Background: Breast-conserving surgery combined with oncoplastic breast surgery has become the standard surgical treatment for early breast cancer.

Objective: The purpose of this study was to investigate the safety and efficacy of the thoracodorsal artery perforator flap (TDAPF) in breast-conserving reconstruction of T2 breast cancer.

Methods: Thirty patients with T2 breast cancer admitted to our hospital from January 2019 to December 2020 were enrolled to receive pedicled TDAPF for repairing breast defects after breast-conserving surgery. Intraoperative conditions, postoperative complications, and shape satisfaction after breast reconstruction were recorded.

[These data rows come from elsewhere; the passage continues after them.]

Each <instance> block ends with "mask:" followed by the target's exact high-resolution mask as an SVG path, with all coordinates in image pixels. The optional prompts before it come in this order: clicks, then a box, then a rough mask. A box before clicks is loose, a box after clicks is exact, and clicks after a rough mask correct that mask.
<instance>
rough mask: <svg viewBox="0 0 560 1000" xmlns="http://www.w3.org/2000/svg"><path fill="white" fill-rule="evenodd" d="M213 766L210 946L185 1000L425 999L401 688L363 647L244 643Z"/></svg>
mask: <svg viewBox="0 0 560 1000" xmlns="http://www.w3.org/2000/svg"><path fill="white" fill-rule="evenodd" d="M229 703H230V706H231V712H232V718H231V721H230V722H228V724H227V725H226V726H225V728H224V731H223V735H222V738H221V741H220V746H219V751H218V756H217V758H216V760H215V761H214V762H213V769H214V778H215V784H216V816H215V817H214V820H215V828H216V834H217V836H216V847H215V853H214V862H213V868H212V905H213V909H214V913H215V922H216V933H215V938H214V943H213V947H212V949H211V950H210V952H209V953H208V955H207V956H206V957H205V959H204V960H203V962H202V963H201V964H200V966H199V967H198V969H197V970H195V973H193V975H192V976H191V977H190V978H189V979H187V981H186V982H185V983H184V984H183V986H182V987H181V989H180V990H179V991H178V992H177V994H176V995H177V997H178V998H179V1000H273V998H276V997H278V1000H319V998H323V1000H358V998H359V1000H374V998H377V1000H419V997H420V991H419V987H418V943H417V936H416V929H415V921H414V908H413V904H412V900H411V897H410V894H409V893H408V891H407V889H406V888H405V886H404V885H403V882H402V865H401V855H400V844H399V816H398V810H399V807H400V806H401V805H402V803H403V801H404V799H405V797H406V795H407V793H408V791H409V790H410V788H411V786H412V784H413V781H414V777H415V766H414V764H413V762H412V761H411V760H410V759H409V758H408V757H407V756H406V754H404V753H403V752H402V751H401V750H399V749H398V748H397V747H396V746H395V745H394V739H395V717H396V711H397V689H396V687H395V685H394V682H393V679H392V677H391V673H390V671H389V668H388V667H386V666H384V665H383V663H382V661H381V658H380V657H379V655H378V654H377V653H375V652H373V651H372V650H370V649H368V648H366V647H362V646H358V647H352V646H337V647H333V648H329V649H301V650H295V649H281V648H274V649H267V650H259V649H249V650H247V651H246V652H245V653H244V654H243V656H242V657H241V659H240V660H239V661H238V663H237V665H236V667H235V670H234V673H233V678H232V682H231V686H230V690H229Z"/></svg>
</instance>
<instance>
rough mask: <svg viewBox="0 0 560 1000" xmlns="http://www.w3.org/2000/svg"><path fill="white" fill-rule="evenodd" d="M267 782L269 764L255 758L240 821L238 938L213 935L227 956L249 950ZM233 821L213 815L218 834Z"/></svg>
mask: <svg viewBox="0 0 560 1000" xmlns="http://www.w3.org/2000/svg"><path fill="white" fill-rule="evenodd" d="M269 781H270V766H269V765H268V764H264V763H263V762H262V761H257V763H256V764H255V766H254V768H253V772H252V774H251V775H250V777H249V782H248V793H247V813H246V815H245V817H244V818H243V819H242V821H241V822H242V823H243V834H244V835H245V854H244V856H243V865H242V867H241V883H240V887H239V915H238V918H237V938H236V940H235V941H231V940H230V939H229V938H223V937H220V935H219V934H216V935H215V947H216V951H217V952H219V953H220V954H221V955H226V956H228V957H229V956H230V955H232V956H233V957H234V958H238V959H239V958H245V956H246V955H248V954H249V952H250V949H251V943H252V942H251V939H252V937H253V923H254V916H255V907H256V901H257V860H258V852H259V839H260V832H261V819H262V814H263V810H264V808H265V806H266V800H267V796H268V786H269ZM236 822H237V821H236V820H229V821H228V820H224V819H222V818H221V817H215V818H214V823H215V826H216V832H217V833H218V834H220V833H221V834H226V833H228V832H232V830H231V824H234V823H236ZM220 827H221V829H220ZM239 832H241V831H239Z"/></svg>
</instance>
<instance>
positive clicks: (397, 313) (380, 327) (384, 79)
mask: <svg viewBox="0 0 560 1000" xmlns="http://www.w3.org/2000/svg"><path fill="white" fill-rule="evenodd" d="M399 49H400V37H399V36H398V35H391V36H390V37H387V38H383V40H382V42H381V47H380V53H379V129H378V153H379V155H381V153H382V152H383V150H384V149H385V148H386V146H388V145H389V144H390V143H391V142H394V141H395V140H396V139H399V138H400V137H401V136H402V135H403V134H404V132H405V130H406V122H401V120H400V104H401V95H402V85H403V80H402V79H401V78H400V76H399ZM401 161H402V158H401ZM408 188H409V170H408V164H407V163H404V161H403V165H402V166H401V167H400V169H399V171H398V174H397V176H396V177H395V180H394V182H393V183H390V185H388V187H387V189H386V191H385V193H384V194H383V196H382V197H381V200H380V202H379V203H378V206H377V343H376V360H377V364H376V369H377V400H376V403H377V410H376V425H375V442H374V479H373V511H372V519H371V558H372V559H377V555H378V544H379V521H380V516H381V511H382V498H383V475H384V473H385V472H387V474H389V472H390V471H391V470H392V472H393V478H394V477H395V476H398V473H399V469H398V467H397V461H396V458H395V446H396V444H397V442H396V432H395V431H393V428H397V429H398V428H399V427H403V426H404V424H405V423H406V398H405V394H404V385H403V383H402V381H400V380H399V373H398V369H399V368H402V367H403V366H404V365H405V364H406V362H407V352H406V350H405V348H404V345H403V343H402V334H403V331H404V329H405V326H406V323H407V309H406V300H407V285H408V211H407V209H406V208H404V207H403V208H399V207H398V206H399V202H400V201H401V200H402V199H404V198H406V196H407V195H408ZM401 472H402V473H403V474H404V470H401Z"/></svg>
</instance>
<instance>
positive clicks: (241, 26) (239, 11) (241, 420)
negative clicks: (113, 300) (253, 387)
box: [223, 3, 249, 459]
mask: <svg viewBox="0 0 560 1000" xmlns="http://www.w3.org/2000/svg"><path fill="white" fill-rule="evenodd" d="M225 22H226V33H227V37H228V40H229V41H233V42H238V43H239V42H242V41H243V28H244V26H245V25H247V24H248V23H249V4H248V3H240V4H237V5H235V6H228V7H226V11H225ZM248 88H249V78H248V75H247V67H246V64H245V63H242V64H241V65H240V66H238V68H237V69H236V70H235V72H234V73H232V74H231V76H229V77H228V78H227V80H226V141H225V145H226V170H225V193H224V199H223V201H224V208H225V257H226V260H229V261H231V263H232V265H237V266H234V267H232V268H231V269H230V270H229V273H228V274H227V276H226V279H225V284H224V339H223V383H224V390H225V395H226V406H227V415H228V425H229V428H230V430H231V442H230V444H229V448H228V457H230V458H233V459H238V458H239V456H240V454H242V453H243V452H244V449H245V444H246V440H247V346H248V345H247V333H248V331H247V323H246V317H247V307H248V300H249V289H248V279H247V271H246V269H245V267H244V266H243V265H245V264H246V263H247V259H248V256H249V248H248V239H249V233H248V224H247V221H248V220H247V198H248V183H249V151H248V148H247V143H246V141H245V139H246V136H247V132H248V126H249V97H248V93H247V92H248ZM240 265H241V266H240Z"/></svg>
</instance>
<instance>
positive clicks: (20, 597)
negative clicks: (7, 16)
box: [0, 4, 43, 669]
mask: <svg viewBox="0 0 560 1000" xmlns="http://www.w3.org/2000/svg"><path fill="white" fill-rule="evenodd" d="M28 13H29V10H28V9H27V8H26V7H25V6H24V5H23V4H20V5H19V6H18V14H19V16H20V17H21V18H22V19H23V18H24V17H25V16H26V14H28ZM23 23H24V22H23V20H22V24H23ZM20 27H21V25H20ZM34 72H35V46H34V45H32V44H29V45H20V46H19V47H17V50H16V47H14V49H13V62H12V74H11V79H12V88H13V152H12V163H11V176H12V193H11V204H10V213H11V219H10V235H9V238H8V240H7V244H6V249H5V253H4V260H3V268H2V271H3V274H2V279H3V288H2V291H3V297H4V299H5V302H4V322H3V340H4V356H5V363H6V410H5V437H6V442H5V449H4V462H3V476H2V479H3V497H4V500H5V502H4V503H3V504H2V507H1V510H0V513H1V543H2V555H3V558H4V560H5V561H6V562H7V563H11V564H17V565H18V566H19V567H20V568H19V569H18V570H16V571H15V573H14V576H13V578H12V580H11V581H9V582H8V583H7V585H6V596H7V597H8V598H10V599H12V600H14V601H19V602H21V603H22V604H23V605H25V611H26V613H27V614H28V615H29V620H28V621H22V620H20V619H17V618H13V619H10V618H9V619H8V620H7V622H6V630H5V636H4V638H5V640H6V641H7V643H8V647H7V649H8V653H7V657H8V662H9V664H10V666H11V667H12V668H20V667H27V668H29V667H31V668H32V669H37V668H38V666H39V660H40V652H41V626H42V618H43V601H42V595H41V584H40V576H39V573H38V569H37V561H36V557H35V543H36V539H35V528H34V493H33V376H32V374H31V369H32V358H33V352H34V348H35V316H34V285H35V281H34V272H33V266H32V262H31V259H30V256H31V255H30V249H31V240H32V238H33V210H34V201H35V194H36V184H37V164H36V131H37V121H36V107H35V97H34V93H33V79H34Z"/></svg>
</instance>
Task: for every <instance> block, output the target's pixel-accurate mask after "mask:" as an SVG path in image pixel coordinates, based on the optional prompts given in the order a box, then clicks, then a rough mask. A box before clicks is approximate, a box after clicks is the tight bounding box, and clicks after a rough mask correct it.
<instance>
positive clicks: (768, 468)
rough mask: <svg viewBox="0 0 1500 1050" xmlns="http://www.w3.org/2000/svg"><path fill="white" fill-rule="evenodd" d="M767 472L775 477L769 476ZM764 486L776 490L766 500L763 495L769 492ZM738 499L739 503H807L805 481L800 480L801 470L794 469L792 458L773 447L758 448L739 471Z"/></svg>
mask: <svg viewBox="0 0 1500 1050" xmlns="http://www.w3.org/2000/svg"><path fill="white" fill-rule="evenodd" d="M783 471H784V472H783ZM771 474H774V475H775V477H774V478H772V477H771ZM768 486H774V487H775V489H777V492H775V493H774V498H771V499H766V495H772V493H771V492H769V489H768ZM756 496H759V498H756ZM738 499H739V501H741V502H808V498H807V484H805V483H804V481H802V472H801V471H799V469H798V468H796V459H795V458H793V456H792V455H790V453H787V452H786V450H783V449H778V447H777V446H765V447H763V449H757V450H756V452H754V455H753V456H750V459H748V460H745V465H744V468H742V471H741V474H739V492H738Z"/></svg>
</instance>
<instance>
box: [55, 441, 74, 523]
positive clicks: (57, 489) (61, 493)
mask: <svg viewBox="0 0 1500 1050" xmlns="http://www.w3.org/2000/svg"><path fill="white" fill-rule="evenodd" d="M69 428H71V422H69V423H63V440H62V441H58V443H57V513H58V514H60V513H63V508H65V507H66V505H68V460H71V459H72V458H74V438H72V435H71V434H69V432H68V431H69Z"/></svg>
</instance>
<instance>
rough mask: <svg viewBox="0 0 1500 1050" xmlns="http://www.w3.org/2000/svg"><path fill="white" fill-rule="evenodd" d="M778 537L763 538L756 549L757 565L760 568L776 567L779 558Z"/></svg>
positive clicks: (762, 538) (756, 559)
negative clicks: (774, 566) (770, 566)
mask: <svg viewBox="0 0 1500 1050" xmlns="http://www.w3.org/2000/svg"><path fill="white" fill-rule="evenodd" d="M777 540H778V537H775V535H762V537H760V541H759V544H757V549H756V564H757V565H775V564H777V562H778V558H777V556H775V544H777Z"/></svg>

Results: The operation was successfully completed in all 30 patients, with an operation time of 177.77 ± 24.39 min, bleeding of 44.17 ± 7.67 mL, and length of hospital stay of 5.23 ± .97 d. There was no deformity or seroma at the donor site. Breast shape recovered well after operation. After operation, one patient had fat liquefaction in the recipient site, which healed well after wound treatment. The incidence of postoperative complications was 3.33%. Postoperative follow-up lasted 16-28 months, with a median of 22 months. The Breast-Q score for breast satisfaction was 61.83 ± 12.87 at 6 months after operation, compared to 62.07 ± 11.78 before operation ( > .05).

Conclusions: TDAPF, featuring a high survival rate, moderate flap area, fewer postoperative complications, and high satisfaction with breast shape after operation. For east asian women with moderate breast size, TDAPF is a safe, effective choice for repairing defects in breast-conserving surgery for T2 breast cancer.